Savaş sona ermek üzereyken 1944 yılında Çeçen-İnguş, Karaçay-Balkar, Kırım ve Ahıska Türkleri, Kalmuklar kış şartları içinde hayvan vagonları ile Orta-Asya’ya sürüldüler. Almanlarlar’la işbirliği yapmakla suçlanıyorlardı. Kadın ve çocuklar da dahil toptan suçlama görülmemiş bir şeydi. Gerçekte Stalin bu ırklardan kurtulmak istemişti. Nüfuslarının yarıya yakın kısmı bu vahşete dayanamayarak ölüme teslim oldu. Cenazeler yol boyunca atılıyor tren meçhule doğru gidip duruyordu.

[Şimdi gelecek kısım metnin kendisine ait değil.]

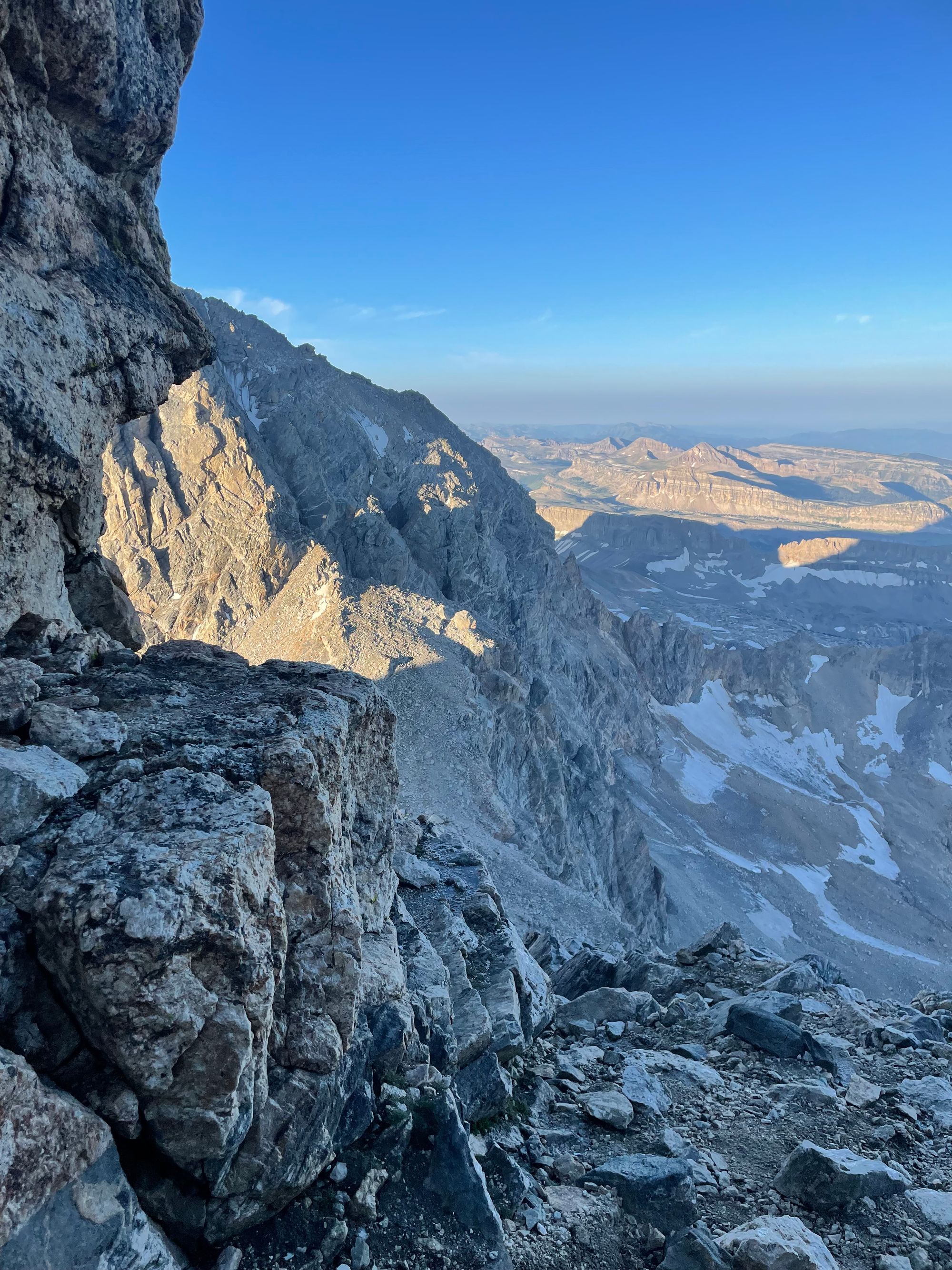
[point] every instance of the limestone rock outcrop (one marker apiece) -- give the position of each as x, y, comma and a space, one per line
92, 330
282, 507
64, 1199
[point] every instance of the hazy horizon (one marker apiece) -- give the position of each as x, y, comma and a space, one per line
724, 216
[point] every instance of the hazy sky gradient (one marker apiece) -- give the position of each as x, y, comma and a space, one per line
680, 211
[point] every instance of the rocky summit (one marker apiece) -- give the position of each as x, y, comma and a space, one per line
332, 926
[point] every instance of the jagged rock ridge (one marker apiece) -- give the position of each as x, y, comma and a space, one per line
93, 330
284, 507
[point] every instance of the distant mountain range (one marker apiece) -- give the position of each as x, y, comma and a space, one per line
878, 441
764, 487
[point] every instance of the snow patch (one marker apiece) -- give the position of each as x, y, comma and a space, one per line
772, 922
817, 663
776, 574
246, 398
880, 730
814, 880
376, 435
802, 764
873, 851
678, 566
880, 769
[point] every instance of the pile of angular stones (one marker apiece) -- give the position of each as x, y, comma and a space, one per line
719, 1109
494, 1103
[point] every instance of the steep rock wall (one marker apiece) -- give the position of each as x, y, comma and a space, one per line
92, 330
286, 509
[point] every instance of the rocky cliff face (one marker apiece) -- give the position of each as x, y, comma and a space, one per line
92, 332
208, 972
285, 509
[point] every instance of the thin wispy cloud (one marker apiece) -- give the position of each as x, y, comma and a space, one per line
395, 313
272, 307
480, 357
413, 314
265, 307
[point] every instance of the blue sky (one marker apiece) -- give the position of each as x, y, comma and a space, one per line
687, 211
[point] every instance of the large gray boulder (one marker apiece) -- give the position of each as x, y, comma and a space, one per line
931, 1094
644, 1090
484, 1089
64, 1200
823, 1179
652, 1188
457, 1180
160, 920
776, 1244
608, 1004
588, 970
33, 780
218, 919
766, 1030
694, 1249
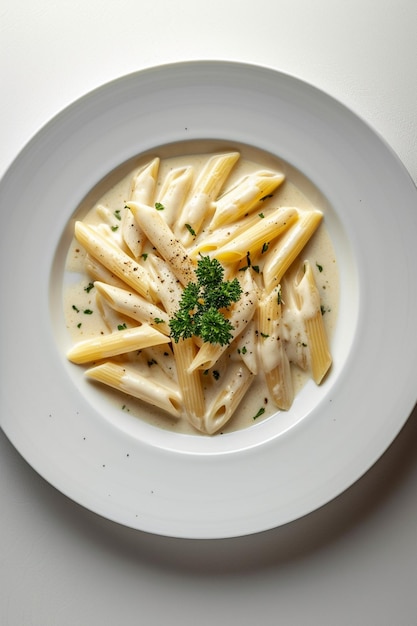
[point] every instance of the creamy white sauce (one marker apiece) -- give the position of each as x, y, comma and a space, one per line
83, 318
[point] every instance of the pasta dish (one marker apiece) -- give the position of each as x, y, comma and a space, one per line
197, 282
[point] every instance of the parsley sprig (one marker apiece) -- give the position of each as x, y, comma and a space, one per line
202, 303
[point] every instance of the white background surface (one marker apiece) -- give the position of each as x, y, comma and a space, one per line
355, 560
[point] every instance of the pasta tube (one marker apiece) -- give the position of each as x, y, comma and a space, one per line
174, 190
208, 185
128, 380
190, 383
116, 343
134, 306
246, 346
164, 240
245, 196
279, 258
274, 360
238, 381
143, 189
115, 260
309, 305
252, 239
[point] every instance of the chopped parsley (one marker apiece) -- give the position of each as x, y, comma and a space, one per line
190, 229
200, 308
259, 413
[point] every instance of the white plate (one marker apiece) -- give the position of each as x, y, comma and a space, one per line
275, 471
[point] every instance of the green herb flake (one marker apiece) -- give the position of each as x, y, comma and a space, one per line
190, 229
259, 413
201, 306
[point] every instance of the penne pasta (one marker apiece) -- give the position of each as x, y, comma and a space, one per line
208, 185
197, 293
252, 239
309, 305
115, 260
134, 306
274, 360
164, 240
245, 197
128, 380
190, 383
280, 257
116, 343
175, 189
246, 347
239, 379
143, 190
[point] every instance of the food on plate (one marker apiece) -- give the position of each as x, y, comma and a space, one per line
199, 280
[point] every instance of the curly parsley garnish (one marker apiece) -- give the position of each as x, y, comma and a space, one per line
200, 308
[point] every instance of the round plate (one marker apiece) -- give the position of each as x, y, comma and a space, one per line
274, 471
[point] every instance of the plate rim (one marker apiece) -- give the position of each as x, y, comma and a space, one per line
160, 526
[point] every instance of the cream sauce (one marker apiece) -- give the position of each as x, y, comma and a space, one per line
84, 318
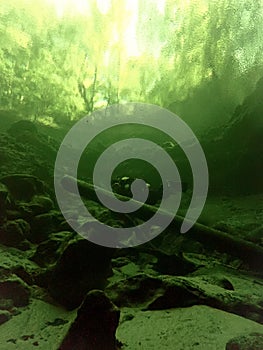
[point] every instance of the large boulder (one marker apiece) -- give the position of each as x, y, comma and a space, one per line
95, 325
83, 266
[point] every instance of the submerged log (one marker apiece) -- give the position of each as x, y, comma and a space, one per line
248, 252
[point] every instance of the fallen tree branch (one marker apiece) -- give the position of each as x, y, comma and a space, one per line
248, 252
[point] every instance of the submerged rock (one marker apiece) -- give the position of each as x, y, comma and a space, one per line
95, 325
252, 341
14, 232
23, 186
83, 266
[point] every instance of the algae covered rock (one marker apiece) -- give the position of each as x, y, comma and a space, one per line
94, 326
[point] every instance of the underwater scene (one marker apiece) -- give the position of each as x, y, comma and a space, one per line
131, 163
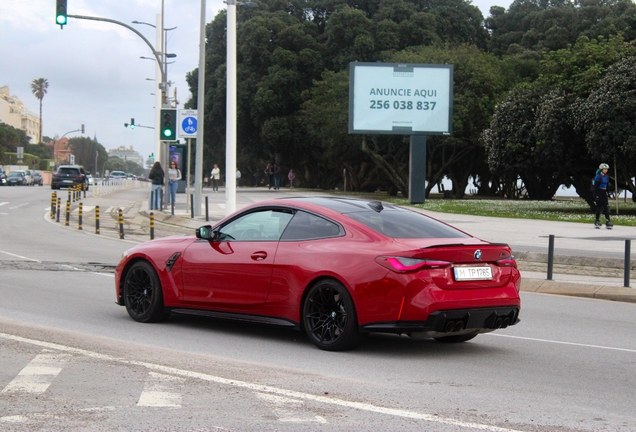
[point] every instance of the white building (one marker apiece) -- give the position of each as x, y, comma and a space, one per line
13, 113
127, 154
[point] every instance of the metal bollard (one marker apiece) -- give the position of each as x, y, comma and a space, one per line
53, 203
121, 224
628, 253
96, 219
152, 226
550, 255
79, 219
68, 213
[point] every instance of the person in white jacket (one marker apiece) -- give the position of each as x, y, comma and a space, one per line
174, 175
216, 177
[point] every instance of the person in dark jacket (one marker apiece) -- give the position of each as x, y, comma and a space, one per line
601, 181
156, 175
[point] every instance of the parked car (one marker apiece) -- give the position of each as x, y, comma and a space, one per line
337, 268
37, 178
68, 176
117, 175
17, 178
29, 177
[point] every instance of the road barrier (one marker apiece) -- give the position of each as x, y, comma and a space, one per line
68, 212
121, 224
152, 226
79, 220
96, 219
626, 263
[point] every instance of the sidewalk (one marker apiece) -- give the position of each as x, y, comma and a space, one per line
587, 262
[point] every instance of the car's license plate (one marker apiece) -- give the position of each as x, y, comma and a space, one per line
473, 273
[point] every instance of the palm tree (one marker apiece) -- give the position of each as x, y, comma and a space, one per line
38, 88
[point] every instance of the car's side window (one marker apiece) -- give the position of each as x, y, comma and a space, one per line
306, 226
262, 225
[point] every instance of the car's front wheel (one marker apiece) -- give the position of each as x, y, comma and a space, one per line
143, 295
329, 317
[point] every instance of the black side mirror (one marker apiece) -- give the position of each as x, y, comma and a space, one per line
206, 232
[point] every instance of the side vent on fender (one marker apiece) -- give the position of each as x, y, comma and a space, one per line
172, 260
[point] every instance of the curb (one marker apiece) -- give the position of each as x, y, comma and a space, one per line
621, 294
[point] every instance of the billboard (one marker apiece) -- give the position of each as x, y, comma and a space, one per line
400, 98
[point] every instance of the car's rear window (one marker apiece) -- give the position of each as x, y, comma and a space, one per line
68, 171
400, 223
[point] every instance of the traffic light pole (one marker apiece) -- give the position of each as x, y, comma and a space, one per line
157, 54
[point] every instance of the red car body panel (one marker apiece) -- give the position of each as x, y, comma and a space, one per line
269, 278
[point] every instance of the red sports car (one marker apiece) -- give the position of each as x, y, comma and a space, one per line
337, 268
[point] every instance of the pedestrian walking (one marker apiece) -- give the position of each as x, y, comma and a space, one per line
156, 176
291, 176
276, 171
215, 175
174, 175
269, 172
601, 182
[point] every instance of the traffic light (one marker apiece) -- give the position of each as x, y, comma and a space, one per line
168, 123
60, 13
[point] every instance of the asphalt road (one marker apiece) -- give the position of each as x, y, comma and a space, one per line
70, 359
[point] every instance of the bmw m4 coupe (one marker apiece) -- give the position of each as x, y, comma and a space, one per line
334, 268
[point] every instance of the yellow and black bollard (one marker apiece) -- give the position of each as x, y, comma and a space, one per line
96, 219
68, 213
152, 226
79, 218
121, 224
53, 202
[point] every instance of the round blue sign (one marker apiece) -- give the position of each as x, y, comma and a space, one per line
189, 125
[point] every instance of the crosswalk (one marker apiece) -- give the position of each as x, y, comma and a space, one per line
50, 368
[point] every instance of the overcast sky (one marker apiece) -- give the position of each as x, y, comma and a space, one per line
93, 68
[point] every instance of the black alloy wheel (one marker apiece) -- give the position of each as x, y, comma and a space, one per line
143, 295
329, 317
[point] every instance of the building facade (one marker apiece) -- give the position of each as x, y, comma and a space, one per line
13, 113
127, 154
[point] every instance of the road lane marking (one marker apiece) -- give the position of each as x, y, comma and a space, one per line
157, 391
361, 406
565, 343
38, 375
289, 410
20, 256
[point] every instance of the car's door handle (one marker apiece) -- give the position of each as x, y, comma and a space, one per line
259, 256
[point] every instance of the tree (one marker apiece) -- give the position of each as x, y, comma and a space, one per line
39, 87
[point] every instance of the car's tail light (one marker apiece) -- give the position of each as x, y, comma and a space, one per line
507, 262
404, 265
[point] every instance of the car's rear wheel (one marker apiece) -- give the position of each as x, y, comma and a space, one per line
143, 295
329, 317
455, 339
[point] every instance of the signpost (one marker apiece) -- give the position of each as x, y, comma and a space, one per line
187, 128
402, 99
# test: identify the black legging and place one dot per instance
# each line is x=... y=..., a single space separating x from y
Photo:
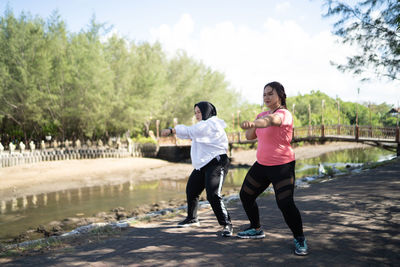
x=211 y=177
x=282 y=177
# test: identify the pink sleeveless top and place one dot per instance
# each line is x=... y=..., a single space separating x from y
x=274 y=142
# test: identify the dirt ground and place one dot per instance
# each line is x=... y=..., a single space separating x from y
x=51 y=176
x=351 y=220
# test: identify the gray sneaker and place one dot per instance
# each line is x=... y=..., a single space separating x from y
x=300 y=246
x=251 y=233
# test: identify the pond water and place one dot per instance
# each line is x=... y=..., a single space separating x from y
x=19 y=215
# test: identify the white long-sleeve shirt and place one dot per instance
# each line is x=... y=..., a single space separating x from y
x=208 y=140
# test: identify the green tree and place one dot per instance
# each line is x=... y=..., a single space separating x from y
x=24 y=67
x=374 y=26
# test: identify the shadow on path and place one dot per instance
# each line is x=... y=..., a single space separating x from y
x=349 y=221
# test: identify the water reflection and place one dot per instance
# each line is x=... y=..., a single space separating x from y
x=20 y=214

14 yıl sonra Stalin’in ölümüyle rehabilitasyon başladı. Rejim değil ”Tek adam” suçlandı. Sağ kalanların yurtlarına dönüş izni çıktı. Kırım ve Ahıska Türkleri hariç tutulmuştu. Kırımlılar liderleri, M. Cemiloğlu başkanlığında büyük bir mücadele vererek kısmen yurtlarına döndüler. Her şeye yeniden başlamak zorundaydılar, evleri ve toprakları Ruslara dağıtılmıştı. Ahıskalılar ise vatan hasreti çekmeğe devam ediyor. Çeçenlerin toprakları Ruslara ve komşu Ossetlere verilmişti, köyleri yağmalanmış yıkılmıştı. Sığınabildikleri tek merci İslâm’dı, sûfi kardeşliği idi. İlk fırsatta bağımsız devletlerini kurmak istediler. Cohar Duda liderliğinde destansı bir savaş verdiler. Zor durumdaki Abhaz kardeşlerine de yardıma koştular. ”Çeçen halkı hiçbir zaman teslim olmadı gelecekte de teslim olmayacaktır.”[4] Bugün de Allaha ibadet ederek kaderin kendilerine yeni bir bahar getirmesini diliyorlar.

***

  1. yüzyılda da benzer bir sürgün faciası yaşanmıştı. Üstelik Osmanlı ülkesine sürülen Batı Kafkas kabilelerinin geri dönüşü bile yasaklanmıştı. En az 1,5 milyon insanın Anadolu, Balkanlar ve Ortadoğu’ ya dağıtılmaları, ayrıca kalabalık gemilerin batması, iklim değişikliği ve salgın hastalıklar sebebiyle birçoğunun sefalet içinde mahvolmaları facialar silsilesi teşkil eder. Üstelik yeni vatanlarında savaşlar onları bekliyordu.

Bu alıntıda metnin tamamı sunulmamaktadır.